I'll call this even speed, as linux command "date" only rounds to the nearest second and therefore is probably just a rounding error.

However I'm going to review your code and see what the difference is. and I'l also get back to you on what the 1/g part does. We've been refining adblock-lean over the last couple of years now, and I pulled together these commands from all sorts of forums, help from stackexchange peeps etc. So I can't remember exactly what 1/g does. It might even be not-needed at all.

2 Likes

I can confirm, when run in my x86 VM with OpenWrt, the performance is identical. On my computer I do get a consistent 4.5% improvement. So looks like GNU sed has some optimization which busybox sed doesn't have.

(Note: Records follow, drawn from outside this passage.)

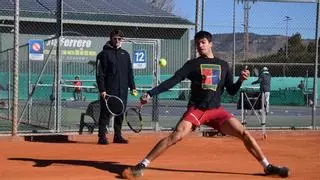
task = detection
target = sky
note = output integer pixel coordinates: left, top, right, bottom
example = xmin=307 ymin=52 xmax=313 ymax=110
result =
xmin=173 ymin=0 xmax=316 ymax=39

Edit: turns out the limitation is not in Busybox sed but rather in Busybox awk. gawk performs much better in my OpenWrt VM, and with it I can actually see performance difference when altering the sed command. Simply switching from awk to gawk brings a whopping 47% performance increase. So perhaps you could recommend users to install gawk, and change your code to use gawk if it's present.

Edit2: using GNU sed brings an additional 16% performance improvement in my VM.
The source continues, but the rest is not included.